The move sparked a diplomatic row with Beijing, with Jingye considering various legal options in an attempt to secure compensation for its shares in the company.

Last month, ministers disclosed that the cost of taking control of British Steel had risen to £235m, in addition to a £600m bill for preserving its future in 2019 and 2020 when the company fell into insolvency under its previous owner.

The government’s move prevented the immediate loss of more than 3,000 jobs, although there remain questions about the company’s viability as a standalone entity.

Some advisers believe that a combination of British Steel with other industry players, including Sheffield Forgemasters, which is also in government control, will be a necessary step to preserving steelmaking capacity in the UK.

People familiar with the plans said that a newspaper report this month suggesting that bankers were being recruited by the government to sell British Steel was “wrong”.

“The UK government doesn’t own British Steel; it’s hard to sell an asset you do own,” they said.

Nevertheless, it remains conceivable that the government will at some stage be able to determine the future ownership of the industry’s second-largest company, amid recent suggestions that Beijing could be willing to cede Jingye’s claim to the company in return for Sir Keir Starmer’s approval of a controversial new Chinese embassy in Central London.
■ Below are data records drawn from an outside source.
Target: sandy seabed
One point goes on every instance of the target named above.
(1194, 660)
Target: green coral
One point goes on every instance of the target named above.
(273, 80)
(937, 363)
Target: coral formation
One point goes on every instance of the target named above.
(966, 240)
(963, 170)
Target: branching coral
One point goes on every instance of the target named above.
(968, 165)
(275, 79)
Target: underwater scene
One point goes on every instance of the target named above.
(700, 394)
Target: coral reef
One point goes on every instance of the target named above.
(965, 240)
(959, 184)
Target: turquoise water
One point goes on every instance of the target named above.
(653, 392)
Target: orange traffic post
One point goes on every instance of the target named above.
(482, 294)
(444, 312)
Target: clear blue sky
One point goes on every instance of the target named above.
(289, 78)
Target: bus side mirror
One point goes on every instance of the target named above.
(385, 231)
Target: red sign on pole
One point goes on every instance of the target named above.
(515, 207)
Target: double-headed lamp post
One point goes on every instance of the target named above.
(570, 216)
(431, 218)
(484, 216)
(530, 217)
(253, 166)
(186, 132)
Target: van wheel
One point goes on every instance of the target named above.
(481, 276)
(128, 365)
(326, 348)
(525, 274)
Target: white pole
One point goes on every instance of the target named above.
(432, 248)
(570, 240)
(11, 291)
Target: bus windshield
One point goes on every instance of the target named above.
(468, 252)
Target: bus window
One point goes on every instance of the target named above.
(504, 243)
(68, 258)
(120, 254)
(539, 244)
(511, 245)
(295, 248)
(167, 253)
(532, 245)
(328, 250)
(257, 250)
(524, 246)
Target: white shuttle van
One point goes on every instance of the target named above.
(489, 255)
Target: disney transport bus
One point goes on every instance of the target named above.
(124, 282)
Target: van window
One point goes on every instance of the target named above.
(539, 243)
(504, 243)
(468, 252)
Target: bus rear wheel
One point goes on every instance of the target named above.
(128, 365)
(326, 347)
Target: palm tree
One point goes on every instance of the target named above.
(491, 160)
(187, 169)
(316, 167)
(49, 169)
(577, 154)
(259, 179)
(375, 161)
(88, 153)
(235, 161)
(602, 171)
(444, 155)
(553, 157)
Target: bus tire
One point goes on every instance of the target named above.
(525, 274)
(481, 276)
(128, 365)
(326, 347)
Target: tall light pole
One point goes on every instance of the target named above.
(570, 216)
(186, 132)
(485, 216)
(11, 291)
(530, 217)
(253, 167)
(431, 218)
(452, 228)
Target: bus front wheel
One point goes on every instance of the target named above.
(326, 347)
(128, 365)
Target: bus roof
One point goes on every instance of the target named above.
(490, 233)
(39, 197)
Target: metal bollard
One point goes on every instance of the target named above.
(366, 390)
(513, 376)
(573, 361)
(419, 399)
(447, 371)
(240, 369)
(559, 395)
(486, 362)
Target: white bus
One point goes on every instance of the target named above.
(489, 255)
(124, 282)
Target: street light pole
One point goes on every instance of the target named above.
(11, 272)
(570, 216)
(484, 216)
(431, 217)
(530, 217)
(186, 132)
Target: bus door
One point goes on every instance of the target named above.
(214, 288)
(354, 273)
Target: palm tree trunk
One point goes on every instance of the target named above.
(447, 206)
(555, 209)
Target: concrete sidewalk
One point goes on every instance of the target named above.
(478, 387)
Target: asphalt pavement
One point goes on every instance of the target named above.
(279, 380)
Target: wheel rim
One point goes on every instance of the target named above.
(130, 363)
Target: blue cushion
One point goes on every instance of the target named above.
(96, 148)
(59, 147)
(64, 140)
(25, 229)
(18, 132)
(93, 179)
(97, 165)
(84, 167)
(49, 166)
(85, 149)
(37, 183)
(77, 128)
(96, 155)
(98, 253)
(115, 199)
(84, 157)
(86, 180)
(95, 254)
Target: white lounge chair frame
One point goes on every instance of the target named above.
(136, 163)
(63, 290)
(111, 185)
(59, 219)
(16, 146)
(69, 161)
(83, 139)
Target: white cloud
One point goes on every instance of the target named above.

“We continue to work with Jingye to find a pragmatic, realistic solution for the future of British Steel,” Chris McDonald, the industry minister, said in a statement to parliament this month.

“Our long-term aspiration for the company will require co-investment with the private sector to enable modernisation and decarbonisation, safeguard taxpayers’ money and retain steelmaking in Scunthorpe.”

Britain’s third-largest steelmaker, Speciality Steels UK (SSUK), is also effectively in government hands, having been placed into compulsory liquidation during the summer.

The business was part of Liberty Steel, which is owned by GFG, the metals empire of businessman Sanjeev Gupta.

In August, a judge declared SSUK as “hopelessly insolvent”, with a special manager now overseeing an auction of the business, which employs about 1,500 people.

A spokesperson for the Department for Business and Trade (DBT) said: “This government sees a bright and sustainable future for steelmaking in the UK, and we’ll set out our long-term vision for the sector in our upcoming Steel Strategy.”

Sources said that that strategy was likely to be published either next month or early in the new year.